Why we probably won’t see a 2013 IPO from Chinese e-commerce giant 360buy

March 19, 2013
March 19, 2013

There is a lot of hype around China’s 360buy Group, sometimes called the “Amazon of China,” including speculation that the online shopping site is gearing up for an IPO. However, a source in the industry told Quartz, an IPO is not in the cards for 2013. And there are several reasons why 360buy should in fact wait even longer.

While IPO rumors have come and gone, the latest reason for the speculation is the similar chatter about Alibaba Group, China’s largest e-commerce company and 360buy’s biggest rival. (Alibaba’s TMall is thought to have some 45% of the business-to-consumer (B2C) market share, compared with 360buy’s 17%.) Some say an imminent Alibaba listing puts pressure on 360buy to move first in order to beat Alibaba to the punch.

But investors in an IPO will ask whether 360buy can make a real profit, and some analysts doubt it. 360buy follows an Amazon model when it comes to logistics and, as a result, it is burning through cash to expand its capacity in deliveries, warehousing and inventory. Furthermore, many of its products are low-margin electronic goods. That pits it against Suning Appliance, a brick-and-mortar retailer listed in Shanghai which is breaking into e-commerce, and is planning to spend $3.5 billion on ramping up.

Alibaba follows a different model—one that’s high-margin and low-cost. That means apple-to-apple comparisons with 360buy aren’t entirely appropriate. Alibaba’s TMall is a collection of thousands of virtual stores for brands like Prada, Gucci, Gap and, as of yesterday, Microsoft. Those stores handle the deliveries, which means Alibaba doesn’t rack up high capital costs; the company doubled its net income to $273 million in the second quarter of last year. As a result, for Alibaba an IPO is logical for funding its growth. The company may go public in the fourth quarter this year, though no decisions have been made, according to sources.

Where 360buy sees TMall’s Achilles heel, the source told Quartz, is in logistics. TMall doesn’t handle deliveries, so it’s unusually vulnerable to bottlenecks in China’s backward parcel delivery system. It recently formed a coalition with delivery and real estate companies to help get around this. 360buy wants to invest in warehousing and logistics to give itself a competitive edge, the source said.
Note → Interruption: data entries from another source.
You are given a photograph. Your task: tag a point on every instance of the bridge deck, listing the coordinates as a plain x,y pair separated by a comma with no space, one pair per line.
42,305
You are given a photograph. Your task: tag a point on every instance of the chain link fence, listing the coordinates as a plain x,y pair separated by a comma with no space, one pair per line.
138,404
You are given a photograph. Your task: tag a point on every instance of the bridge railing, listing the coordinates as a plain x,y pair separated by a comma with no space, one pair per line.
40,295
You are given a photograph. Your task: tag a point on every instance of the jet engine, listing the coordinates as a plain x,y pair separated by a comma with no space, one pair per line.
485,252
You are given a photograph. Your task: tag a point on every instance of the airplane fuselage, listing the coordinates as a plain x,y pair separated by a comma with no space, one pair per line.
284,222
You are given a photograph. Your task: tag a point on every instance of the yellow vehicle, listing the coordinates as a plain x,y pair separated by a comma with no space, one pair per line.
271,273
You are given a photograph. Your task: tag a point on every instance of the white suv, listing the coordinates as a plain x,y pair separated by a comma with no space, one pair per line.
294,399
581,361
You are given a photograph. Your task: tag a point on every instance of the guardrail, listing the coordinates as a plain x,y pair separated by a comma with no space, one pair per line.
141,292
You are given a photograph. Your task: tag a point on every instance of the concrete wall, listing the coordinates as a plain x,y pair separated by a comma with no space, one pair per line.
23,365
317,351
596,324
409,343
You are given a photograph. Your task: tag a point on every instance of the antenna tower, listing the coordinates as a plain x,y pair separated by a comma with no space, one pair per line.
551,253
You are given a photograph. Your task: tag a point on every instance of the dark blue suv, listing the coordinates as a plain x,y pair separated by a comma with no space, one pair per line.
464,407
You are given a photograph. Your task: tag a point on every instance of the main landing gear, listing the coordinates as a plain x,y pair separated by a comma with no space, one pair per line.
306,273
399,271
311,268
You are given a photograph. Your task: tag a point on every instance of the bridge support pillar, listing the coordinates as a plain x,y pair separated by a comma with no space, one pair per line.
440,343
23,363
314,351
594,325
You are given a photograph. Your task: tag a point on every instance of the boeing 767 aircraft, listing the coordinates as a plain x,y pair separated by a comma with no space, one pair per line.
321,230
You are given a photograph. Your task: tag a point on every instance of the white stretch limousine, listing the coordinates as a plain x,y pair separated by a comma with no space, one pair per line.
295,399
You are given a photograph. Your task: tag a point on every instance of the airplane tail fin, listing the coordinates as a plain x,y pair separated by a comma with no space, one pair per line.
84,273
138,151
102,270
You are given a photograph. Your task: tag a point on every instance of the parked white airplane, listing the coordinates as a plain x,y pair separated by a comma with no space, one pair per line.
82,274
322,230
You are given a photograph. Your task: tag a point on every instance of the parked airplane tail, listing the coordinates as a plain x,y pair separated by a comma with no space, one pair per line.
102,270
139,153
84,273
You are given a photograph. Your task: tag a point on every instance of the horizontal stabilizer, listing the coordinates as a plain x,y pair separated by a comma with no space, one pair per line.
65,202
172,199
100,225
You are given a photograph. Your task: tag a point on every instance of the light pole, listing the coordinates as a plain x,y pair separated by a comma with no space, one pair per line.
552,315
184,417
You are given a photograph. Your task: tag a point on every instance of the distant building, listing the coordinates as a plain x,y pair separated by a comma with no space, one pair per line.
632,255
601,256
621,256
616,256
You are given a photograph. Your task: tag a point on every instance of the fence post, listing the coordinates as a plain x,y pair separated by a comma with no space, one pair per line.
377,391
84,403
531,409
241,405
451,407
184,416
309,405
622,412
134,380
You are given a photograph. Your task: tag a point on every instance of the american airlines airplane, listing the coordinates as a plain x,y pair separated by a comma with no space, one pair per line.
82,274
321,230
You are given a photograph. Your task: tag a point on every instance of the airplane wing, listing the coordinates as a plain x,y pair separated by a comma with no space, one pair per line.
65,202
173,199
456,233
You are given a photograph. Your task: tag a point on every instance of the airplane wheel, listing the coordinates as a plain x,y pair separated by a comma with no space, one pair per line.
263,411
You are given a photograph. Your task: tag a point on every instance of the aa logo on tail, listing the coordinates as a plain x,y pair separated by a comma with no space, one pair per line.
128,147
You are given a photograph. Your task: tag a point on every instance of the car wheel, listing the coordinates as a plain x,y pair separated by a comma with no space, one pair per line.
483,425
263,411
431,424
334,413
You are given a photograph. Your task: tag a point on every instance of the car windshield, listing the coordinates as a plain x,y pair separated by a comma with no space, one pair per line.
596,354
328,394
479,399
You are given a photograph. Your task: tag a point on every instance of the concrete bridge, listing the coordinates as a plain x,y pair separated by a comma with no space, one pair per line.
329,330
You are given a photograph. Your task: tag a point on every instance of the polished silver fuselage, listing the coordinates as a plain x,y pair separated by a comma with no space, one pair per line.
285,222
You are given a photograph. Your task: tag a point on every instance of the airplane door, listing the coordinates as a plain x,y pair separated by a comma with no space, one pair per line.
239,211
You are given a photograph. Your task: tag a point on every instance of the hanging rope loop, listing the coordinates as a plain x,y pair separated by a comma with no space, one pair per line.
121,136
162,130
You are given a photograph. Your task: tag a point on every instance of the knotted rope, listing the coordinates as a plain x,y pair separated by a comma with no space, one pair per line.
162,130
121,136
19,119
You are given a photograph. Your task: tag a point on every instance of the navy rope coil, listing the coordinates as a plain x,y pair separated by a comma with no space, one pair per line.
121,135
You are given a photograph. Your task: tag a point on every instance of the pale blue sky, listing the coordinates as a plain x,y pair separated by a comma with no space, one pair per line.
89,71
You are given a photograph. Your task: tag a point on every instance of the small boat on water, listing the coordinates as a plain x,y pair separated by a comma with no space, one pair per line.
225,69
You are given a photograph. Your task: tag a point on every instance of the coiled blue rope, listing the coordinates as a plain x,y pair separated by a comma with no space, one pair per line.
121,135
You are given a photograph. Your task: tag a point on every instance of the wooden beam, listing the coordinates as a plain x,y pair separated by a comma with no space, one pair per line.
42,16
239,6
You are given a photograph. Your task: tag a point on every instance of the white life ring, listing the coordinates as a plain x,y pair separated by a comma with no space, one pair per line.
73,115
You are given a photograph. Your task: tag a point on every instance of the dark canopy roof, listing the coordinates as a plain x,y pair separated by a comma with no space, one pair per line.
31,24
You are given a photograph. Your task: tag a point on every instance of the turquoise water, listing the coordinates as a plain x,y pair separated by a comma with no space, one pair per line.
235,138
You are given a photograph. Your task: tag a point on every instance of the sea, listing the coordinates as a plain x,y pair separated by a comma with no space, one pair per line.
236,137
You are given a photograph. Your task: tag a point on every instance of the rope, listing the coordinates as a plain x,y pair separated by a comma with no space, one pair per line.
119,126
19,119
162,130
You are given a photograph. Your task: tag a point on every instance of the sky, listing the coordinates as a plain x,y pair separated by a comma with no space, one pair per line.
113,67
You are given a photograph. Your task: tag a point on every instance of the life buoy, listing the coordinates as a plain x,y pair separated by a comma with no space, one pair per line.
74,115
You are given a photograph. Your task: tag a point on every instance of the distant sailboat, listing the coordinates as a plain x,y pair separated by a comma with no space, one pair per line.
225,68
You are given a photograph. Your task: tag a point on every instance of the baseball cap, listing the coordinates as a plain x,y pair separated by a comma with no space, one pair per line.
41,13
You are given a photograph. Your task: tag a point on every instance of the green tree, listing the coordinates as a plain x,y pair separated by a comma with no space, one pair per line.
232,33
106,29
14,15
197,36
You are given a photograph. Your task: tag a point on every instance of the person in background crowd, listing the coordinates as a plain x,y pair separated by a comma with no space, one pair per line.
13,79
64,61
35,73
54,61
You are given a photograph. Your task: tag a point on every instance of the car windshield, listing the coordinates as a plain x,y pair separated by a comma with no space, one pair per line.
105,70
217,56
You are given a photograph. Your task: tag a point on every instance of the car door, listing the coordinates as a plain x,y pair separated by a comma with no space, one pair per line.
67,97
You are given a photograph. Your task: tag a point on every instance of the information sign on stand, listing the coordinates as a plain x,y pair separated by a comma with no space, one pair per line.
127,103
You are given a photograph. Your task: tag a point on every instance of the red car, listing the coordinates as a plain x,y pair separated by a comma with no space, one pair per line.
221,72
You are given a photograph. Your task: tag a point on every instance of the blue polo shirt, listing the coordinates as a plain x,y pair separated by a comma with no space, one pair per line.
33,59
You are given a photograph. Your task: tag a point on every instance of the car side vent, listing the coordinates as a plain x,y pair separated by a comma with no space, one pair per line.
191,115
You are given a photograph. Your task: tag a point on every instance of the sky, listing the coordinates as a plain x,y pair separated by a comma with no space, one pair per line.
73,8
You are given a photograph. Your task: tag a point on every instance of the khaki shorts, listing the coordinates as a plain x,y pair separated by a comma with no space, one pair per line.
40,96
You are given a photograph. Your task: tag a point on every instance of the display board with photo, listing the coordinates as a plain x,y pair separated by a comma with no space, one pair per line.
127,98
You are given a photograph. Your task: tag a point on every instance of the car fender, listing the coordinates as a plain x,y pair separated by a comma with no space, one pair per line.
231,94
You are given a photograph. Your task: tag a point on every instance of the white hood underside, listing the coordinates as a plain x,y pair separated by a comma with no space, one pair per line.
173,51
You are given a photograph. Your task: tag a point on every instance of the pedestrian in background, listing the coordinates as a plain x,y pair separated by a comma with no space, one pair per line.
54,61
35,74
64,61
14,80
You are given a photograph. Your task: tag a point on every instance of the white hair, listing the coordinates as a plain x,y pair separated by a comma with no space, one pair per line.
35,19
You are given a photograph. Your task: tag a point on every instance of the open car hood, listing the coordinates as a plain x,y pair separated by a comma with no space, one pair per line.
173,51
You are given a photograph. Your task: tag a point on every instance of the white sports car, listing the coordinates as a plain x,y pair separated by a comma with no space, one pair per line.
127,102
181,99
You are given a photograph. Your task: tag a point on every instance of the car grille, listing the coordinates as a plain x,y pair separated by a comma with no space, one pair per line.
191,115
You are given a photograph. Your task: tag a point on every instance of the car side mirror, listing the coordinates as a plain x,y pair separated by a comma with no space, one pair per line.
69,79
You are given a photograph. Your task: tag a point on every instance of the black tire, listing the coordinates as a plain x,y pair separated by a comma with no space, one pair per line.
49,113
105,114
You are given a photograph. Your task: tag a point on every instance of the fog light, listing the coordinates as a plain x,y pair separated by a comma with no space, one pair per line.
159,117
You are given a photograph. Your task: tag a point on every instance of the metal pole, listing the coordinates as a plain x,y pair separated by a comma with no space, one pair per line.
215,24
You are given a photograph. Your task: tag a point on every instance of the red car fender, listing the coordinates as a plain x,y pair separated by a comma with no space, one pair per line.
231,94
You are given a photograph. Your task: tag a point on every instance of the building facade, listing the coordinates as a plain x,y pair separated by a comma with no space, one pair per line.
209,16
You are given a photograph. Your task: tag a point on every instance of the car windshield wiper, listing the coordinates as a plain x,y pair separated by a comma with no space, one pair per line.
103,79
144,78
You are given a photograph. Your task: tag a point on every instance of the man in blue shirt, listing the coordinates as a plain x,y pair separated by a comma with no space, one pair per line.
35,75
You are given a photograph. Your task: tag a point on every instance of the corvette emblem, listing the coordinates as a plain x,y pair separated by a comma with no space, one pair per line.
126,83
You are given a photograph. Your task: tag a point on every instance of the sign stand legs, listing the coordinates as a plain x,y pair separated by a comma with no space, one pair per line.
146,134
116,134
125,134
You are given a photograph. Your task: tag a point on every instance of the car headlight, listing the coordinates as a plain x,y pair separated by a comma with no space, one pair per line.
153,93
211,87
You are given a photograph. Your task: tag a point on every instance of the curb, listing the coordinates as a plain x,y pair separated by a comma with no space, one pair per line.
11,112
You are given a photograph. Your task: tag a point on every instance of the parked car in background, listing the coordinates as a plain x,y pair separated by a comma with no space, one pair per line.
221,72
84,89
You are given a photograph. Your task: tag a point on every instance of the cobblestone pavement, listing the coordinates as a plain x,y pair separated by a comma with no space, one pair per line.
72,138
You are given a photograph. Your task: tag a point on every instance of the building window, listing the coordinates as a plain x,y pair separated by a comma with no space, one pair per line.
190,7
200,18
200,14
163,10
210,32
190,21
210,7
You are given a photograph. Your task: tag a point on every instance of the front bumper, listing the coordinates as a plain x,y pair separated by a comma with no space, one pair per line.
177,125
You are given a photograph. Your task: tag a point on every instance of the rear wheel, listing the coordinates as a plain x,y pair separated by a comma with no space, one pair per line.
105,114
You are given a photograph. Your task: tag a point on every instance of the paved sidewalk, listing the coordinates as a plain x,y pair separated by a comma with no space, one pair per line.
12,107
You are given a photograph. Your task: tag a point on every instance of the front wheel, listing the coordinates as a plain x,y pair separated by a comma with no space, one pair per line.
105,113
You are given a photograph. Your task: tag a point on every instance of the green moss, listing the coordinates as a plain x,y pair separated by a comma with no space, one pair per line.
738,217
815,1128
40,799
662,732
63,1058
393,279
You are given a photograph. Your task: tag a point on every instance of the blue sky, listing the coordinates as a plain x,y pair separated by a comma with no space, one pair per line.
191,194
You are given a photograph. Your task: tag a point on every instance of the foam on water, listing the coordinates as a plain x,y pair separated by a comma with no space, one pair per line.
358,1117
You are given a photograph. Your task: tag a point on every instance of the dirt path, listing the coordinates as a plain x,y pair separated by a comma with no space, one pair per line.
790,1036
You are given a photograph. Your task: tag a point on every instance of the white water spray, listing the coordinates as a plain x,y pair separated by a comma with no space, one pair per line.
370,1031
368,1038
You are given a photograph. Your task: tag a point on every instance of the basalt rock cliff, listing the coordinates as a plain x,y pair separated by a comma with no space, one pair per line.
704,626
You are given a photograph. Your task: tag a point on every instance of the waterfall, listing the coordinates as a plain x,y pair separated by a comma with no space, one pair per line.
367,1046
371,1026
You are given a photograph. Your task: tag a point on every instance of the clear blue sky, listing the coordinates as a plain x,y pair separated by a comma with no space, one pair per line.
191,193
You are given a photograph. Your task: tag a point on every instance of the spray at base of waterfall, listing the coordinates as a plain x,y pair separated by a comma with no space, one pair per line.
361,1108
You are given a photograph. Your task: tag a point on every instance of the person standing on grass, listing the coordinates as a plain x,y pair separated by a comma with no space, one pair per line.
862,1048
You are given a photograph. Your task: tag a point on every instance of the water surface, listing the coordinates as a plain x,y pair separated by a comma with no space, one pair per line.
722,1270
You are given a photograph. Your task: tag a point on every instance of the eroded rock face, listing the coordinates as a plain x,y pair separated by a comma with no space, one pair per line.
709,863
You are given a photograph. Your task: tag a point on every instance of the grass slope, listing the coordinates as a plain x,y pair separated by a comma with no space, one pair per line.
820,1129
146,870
Last month 360buy raked in $700 million in its latest fundraising round—enough cash to make the final push toward profitability and making a public listing a medium-term goal, the industry source said. CEO Richard Liu said he expects to be profitable only in 2014 (link in Chinese), though the source said that could happen as soon as the end of 2013. But most of that $700 million will go into building up its logistics, putting further pressure on its already low-margin business and making an IPO premature. Another sign that it’s too early for 360buy to consider listing is that valuation estimates have been in flux, when they normally go steadily up for a company in pre-public mode.

All this suggests 360buy isn’t ready to start unveiling its financials, much less go on a road show to pitch the company. If it sells itself too early to investors, it risks having its IPO become a flop. Even if Alibaba beats it to going public, 360buy is better off waiting to solidify its business first.